Further south, a month’s rainfall inundated Sydney on the same day, with 100 millimetres (4 inches) recorded in just two hours. There was widespread flooding and property damage, as well as two reported deaths. One ‘mini-cyclone’ tore off the side of a building.
Despite the sunburnt county’s reputation for “droughts and flooding rains”, many Australians were quick to blame climate change for the exceptional events:
just got out of bed to see the news, bugger politics for five minutes hope twitter friends in Sydney, the south coast and in queensland are OK – what an absolute weather nightmare, oh and yes this is the time to mention climate change.
— marcus kelson (@marcuskelson) November 27, 2018
Seeing as half of the east coast is on fire and the other half is under water, would now be a good time to start listening to scientists? #SydneyStorm #qldfires
— s'meeeeeee? (@LaurseyK) November 28, 2018
Not all agreed. Some argued that isolated weather events are not proof of a connection. A tweet by news website new.com.au brought this response:
From the perspective of single moment in time this would be stupid. Many times in history worse weather calamities happened. Only people didn't have the label “climate change” to wave around
— Focusritetime (@focusritetime) November 28, 2018
Melanie Elron was more concerned with the big picture:
However #SydneyStorm is nothing new. Remember the freak hailstorm of 1999? This is not evidence of climate change. Sustained research over time is evidence of #climatechange.
— Melanie Elron (@GingerSyd) November 28, 2018
The Australian government’s action, or inaction, has been a hot topic in recent times. Coincidentally, the United Nations released a report on the same day. According to the Climate Council:
A NEW UNITED NATIONS report has found that Australia, along with countries such as Saudi Arabia and the United States, is not on track to meet its 2030 Paris climate target.

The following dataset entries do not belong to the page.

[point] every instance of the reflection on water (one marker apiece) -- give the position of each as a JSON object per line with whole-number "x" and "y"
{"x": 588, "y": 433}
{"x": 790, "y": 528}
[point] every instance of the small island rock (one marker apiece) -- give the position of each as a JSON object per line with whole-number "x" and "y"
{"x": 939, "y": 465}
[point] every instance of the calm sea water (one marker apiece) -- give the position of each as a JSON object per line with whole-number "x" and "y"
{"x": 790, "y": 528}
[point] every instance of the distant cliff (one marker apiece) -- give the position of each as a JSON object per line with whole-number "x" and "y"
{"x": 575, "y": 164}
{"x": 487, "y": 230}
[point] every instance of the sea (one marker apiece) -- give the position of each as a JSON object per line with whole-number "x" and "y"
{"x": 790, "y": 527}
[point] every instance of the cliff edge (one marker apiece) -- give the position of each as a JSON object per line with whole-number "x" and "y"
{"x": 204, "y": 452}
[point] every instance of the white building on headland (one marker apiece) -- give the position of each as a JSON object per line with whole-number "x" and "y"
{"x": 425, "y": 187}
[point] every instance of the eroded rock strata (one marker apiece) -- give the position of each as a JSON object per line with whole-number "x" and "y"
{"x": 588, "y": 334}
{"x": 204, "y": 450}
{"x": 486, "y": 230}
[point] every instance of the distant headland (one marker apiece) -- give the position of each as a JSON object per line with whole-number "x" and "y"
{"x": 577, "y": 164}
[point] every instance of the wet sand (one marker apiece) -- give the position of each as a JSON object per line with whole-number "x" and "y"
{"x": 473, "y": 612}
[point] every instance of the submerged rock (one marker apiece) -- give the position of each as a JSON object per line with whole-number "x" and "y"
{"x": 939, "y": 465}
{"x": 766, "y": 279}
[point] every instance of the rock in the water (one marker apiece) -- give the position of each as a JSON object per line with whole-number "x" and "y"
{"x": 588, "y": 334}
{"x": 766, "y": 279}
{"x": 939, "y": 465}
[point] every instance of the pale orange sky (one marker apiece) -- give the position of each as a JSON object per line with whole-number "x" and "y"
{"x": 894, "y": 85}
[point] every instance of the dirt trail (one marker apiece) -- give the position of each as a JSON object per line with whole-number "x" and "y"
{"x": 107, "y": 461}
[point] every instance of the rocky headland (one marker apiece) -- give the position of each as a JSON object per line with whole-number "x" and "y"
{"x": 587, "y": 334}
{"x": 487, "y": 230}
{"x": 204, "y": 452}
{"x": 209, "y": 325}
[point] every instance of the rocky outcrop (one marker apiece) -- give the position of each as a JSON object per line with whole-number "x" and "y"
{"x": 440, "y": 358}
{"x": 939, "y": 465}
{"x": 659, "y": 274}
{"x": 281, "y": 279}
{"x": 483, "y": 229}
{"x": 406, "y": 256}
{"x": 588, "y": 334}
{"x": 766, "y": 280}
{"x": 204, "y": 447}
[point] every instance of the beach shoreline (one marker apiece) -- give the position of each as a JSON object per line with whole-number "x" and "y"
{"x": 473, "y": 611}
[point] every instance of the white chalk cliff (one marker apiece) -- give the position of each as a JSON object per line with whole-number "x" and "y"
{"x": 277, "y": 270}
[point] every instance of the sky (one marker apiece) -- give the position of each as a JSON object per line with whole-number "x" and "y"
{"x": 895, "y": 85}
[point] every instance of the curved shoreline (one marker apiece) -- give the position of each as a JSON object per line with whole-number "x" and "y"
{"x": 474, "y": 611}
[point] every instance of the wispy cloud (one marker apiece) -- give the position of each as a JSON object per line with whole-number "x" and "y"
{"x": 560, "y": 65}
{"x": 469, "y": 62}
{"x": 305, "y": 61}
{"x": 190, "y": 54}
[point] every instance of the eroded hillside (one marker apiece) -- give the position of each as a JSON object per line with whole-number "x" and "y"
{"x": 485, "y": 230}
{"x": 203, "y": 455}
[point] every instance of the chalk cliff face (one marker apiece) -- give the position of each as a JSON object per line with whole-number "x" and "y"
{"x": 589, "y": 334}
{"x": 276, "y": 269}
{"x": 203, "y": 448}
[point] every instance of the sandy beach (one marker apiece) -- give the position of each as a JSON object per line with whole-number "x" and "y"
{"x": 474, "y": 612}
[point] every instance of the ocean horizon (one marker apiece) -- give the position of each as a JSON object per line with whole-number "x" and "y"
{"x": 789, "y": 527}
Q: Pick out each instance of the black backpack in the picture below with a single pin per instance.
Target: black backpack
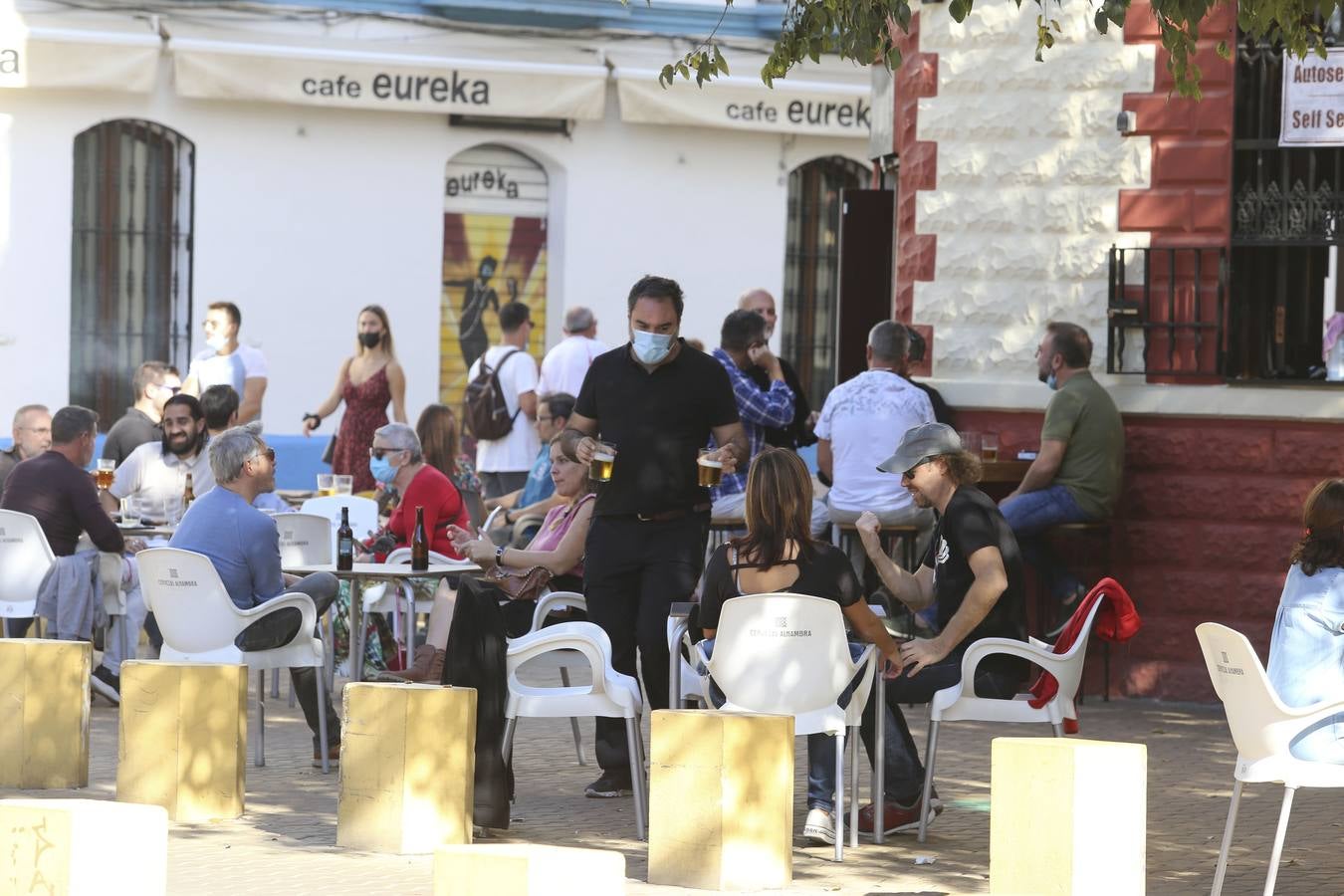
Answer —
(484, 408)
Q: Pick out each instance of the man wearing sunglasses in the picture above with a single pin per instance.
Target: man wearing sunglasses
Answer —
(975, 573)
(244, 546)
(152, 384)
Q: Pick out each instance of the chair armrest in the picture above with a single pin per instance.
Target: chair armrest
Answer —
(1043, 657)
(296, 599)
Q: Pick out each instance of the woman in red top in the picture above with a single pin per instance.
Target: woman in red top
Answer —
(396, 461)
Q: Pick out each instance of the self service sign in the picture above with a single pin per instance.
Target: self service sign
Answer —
(1313, 101)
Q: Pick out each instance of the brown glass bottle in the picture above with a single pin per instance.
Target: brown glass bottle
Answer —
(344, 543)
(419, 543)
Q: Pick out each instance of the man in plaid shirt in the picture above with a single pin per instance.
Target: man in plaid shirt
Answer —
(742, 345)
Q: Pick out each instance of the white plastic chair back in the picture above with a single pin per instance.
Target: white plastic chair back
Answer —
(363, 515)
(1262, 726)
(784, 653)
(553, 600)
(195, 614)
(24, 559)
(304, 539)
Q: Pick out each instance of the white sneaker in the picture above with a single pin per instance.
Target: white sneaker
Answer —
(820, 826)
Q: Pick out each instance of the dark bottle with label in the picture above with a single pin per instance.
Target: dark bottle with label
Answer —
(419, 543)
(344, 543)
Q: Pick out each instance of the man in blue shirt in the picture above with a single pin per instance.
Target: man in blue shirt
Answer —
(744, 348)
(530, 504)
(244, 546)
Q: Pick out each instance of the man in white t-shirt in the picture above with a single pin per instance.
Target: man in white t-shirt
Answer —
(860, 426)
(503, 464)
(564, 365)
(156, 472)
(227, 362)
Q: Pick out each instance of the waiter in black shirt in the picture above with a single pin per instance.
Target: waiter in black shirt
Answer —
(798, 431)
(659, 402)
(974, 571)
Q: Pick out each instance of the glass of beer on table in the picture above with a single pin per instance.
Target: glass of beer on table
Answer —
(603, 460)
(709, 468)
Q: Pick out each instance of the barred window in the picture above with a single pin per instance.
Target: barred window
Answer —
(812, 269)
(130, 258)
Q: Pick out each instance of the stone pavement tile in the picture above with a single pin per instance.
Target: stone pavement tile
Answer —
(287, 840)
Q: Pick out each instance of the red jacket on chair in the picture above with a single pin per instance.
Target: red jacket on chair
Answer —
(1116, 621)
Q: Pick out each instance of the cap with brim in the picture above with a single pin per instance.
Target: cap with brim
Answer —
(926, 439)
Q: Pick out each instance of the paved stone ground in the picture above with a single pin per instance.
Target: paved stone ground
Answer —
(287, 840)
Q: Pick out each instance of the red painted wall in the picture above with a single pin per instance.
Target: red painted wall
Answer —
(1210, 514)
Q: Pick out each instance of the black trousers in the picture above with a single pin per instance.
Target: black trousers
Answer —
(633, 572)
(280, 629)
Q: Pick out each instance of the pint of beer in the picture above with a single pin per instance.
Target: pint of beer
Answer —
(603, 460)
(709, 469)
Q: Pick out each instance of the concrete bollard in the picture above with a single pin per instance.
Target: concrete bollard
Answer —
(45, 693)
(721, 799)
(1067, 815)
(183, 739)
(407, 760)
(527, 869)
(83, 848)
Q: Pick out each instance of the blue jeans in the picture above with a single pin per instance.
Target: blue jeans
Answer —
(1031, 515)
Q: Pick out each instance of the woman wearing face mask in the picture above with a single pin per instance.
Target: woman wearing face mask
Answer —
(365, 381)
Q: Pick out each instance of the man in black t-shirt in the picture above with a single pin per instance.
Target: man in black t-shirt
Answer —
(659, 402)
(974, 569)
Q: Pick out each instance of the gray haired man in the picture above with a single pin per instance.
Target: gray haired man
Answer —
(564, 365)
(244, 546)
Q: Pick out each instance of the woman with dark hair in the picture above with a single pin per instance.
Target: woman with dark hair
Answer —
(438, 431)
(1306, 650)
(367, 381)
(779, 554)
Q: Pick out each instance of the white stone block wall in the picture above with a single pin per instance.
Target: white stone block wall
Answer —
(1029, 171)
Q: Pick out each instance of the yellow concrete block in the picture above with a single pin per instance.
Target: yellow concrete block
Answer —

Jonathan Meddings lays the blame squarely on the politicians (aka ‘pollies’ down under):
Record fires in Queensland. Record rain in Sydney. Record drought in parts of the east coast. This what #climatechange looks like. While Queensland is burning, the east coast is parched & Sydney is drowning, most pollies have their heads in the sand. Not good enough. #auspol
— Jonathan Meddings (@J_Meddings) November 29, 2018
Meanwhile, students are taking action of their own with many skipping classes to attend Student Strike for Climate Action rallies around the nation:
Check out this great story on Junkee with a fabulous profile of all the students standing up for climate action in their communities #climatestrikehttps://t.co/8ALXqv8ZeZ
— School Strike 4 Climate (@StrikeClimate) November 29, 2018
Their action has certainly fired up Prime Minister Scott Morrison who called for “less activism in schools and more learning”. Many on social media took the side of the students:
Thanks to the school students standing up to @ScottMorissonMP and his govt's criminal lack of action on #climatechange. Scomo's vision of students who don't care about politics or the future beggars belief. #BeMoreActivist #ClimateStrike https://t.co/z3gvSeokxw via @SBSNews
— Brad Coath (@bradcoath) November 26, 2018
Well played that student. pic.twitter.com/G0cxY8o4ya
— on (@jonkudelka) November 29, 2018
Climate change is shaping up as a major issue at next year's Federal election in Australia expected in May.